3. Une réponse constituant l’axe hypothétique de la recherche.

Toute hypothèse, étant la réponse choisie élaborant l’axe directionnel de la recherche, s’inscrit obligatoirement dans un champ théorique spécifique. Cette recherche tend donc à développer le fait que la construction de cet apprentissage n’est pas exclusivement un acte dépendant du champ linguistique, ou psychologique ou sociologique. Les qualités de l’action parentale établissant une relation entre l’enfant et l’acte lexique ont probablement un impact sur cet apprentissage, dans la mesure où le cognitif et l’affectif sont des vecteurs concomitants qui s’interpénètrent. A leur tour, ils sont dépendants à la fois de deux aspects : individuel et social. Nous faisons donc les deux hypothèses suivantes.

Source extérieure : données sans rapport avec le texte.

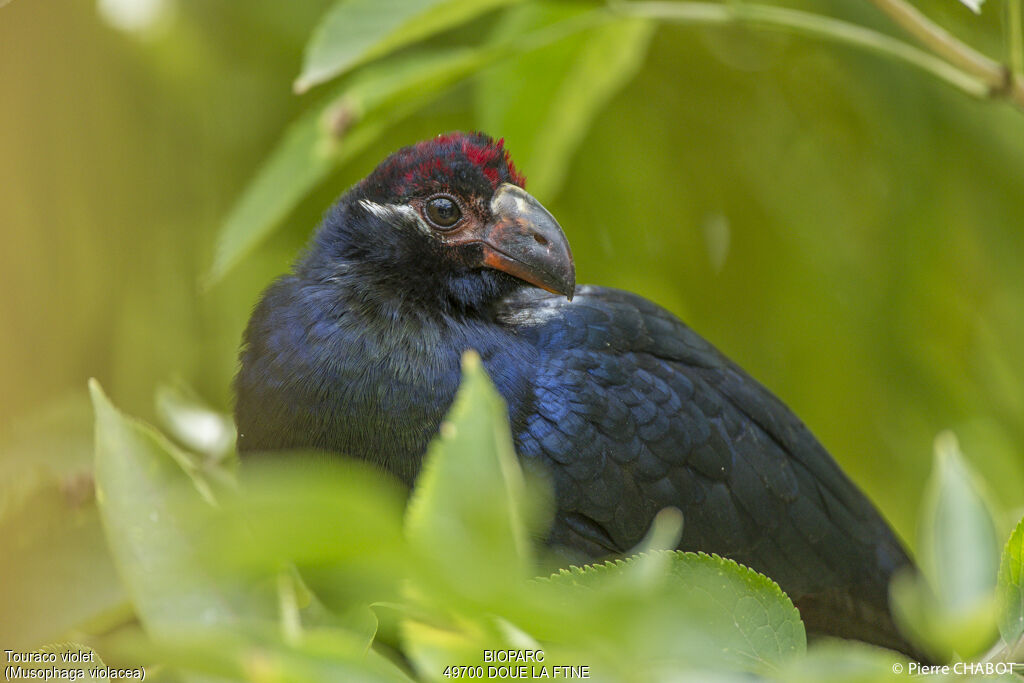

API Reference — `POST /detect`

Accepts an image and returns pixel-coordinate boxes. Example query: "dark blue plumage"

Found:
[235,132,920,658]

Il s'agit, dans un premier temps, de clarifier la relation entre l’enfant et le parent au moment de cet apprentissage. De nombreux mots, dans la langue française existent, pour désigner ce type de relation entre "celui qui sait" et "celui qui ne sait pas" : aide, comme l'aide aux devoirs, qu'organisent certaines associations de quartier pour les enfants après l'école avant que leurs parents arrivent, accompagnement, compagnonnage, comme les jeunes artisans qui effectuent leur tour de France auprès de plusieurs maîtres de stage afin d'obtenir une expérience diversifiée. D'autres synonymes pourraient peut-être convenir comme soutenir, suivre, escorter, assister qui sont plus ou moins proches du sens d’accompagnement ou d’aide. Dans le champ de la psychologie cognitive, le terme de médiation apparaît comme le plus adéquat pour qualifier cette relation ; il se rencontre dans différents champs de recherche en droit ou en sciences sociales. Il a une acception particulière quand il s’agit de psychologie cognitive. Vu qu'il demande à être élucidé de la façon la plus précise, nous nous référons pour le moment à une citation de S. BRUNER qui, reprenant l’idée de “Zone de Proche Développement” théorisée par VYGOSTKY (1985), dit que “l’adulte, grâce à sa conscience, peut fournir un étayage à l’enfant dans le contexte de l’interaction sociale pour qu’il puisse accomplir des tâches lorsque sa capacité ne lui permet pas de les accomplir seul”. Ainsi, mettant l’accent sur l’importance des interactions entre parents et enfants lors de l'apprentissage de la lecture, le concept de “médiation” apparaît incontournable pour cette recherche.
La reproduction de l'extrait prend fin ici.